Photography has no veracity
Many people complain that, with the rise of AI image software, photography no longer has any veracity. These new AI tools make it relatively easy for anyone to create photo-realistic images of anything.
A photo of Donald Trump shaking hands with Adolf Hitler? Done. A photo of Mitch McConnell in drag? Done. A photo of President Biden picking his nose? Done.
With Presidential elections coming up, we might not believe any photographs of the candidates. We will have no proof that they are real, no indication that they aren't fake. We might no longer believe any photographs we see in any visual medium.
Now, videos can also be faked. The fear of deep fake videos is well upon us. I have seen videos with Arnold Schwarzenegger's face and voice replacing Judy Garland in "The Wizard of Oz" that seem entirely credible. All in good fun, so far.
Any fan of science fiction movies knows that this type of visual trickery has been around for decades. It's also nothing new in terms of photography. Clever retouchers have been able to make all kinds of fake images. Digital tools have made this even easier than ever before. Now, with AI image makers, anything is possible from a simple text prompt.
Unless you look at the hands. So far, AI is doing a terrible job of faking hands. I've seen all sorts of garbled hands: Too many fingers; Hands out of proportion to the rest of the body; Weirdly twisted fingers. It's the easiest tell-tale sign.
But if you're clever in your prompt, you can avoid this problem easily. No doubt, the AI algorithms will eventually figure it all out.
I am here to tell you that photography never had any veracity.
Photographs seem to present reality. They seem to tell the truth. Light is collected through a lens and focused on a sensitive plate of some kind. This "exposure" is somehow turned into a flat picture that seems to represent reality. Sometimes it does. A lot of times it doesn't.
The nature of photography is that it captures something that happens in a split second from a very specific point of view. It shows us something that happened so fast that we probably didn't even notice it. In any case, this "capture" is not necessarily the truth of anything.
For one, a photograph lacks context. We don't know what happened just before or just after that exposure. We can't see everything surrounding the scene that appears to be captured. We don't know what happened just outside of the frame.
Add to that, the flattening of three dimensional space into a flat surface.
You may have taken a picture of someone that seems to have a tree growing out of their head. They didn't. Chance occurrences like this happen all the time with photographs. A well-trained photographer pays attention to everything in the frame. With today's tools, they can remove anything they don't want in the picture.
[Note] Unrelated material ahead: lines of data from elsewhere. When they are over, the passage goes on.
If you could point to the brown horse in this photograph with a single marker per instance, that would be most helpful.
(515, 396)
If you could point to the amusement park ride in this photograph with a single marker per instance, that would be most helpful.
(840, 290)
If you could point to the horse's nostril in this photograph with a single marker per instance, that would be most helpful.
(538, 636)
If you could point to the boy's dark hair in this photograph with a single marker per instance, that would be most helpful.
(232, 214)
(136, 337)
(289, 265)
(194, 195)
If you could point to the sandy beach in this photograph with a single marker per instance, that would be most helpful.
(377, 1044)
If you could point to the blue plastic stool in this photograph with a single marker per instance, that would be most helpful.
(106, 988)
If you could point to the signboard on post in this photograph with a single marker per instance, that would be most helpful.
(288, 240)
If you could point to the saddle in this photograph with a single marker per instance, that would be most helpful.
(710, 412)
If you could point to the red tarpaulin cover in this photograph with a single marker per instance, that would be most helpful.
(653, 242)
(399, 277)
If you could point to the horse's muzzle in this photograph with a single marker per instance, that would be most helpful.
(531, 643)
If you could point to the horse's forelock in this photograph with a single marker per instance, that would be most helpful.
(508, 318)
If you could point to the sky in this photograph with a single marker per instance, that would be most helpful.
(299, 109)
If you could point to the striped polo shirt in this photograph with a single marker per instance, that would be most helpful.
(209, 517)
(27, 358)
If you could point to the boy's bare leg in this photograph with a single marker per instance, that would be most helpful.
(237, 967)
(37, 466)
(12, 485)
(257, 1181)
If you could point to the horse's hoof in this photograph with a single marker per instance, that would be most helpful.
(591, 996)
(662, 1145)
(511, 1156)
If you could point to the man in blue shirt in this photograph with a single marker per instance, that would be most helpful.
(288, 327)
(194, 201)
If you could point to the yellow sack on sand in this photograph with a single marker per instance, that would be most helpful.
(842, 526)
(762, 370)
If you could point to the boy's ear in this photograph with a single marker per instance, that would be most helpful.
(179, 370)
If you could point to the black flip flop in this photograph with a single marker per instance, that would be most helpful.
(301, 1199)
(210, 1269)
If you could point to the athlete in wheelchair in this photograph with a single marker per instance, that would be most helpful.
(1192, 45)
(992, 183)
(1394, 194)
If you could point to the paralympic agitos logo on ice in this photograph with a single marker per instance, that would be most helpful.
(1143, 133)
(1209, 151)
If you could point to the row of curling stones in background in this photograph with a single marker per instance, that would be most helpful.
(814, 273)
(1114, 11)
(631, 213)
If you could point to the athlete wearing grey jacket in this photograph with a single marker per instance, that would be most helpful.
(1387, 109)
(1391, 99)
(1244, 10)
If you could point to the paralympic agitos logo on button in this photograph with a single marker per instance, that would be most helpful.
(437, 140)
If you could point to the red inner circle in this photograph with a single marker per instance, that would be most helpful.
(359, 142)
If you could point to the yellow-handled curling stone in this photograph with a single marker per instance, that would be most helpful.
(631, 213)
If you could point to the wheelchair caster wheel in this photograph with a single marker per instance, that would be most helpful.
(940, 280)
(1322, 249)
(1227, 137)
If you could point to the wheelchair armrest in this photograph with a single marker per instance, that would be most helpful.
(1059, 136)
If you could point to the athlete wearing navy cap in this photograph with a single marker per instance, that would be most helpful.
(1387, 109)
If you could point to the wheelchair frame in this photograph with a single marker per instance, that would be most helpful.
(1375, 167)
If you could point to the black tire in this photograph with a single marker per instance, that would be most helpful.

Like your ex-lover., or that cousin you hate.
We have all been fooled into believing that photographs are iron-clad evidence that something happened exactly as shown.
Another problem is how we interpret photographs. Clearly, no one has a tree growing out of their head. Hitler has been dead a long time, so he and Trump never shook hands. Things that seem impossible probably are. But some things in photographs are not so clear. Some times, it's all up to our interpretation.
And when things seem vague, we have a terrible tendency to interpret the worst possible scenarios.
So photographs don't really tell the truth of what happened. Even though they seem to. That is, they don't always tell "the truth".
But what about these AI images? How are they polluting the gene pool of "honest" photography? I'm not sure we can do much about it now. The race is on to create even better fake image-making tools.
One bright spot is that the US Patent Office has rule that AI images cannot be copyrighted. They can be used in any way that anyone wants to use them. That could make it hard to turn these AI robots into profit making tools. In America, if you can't make a profit from it, it doesn't happen.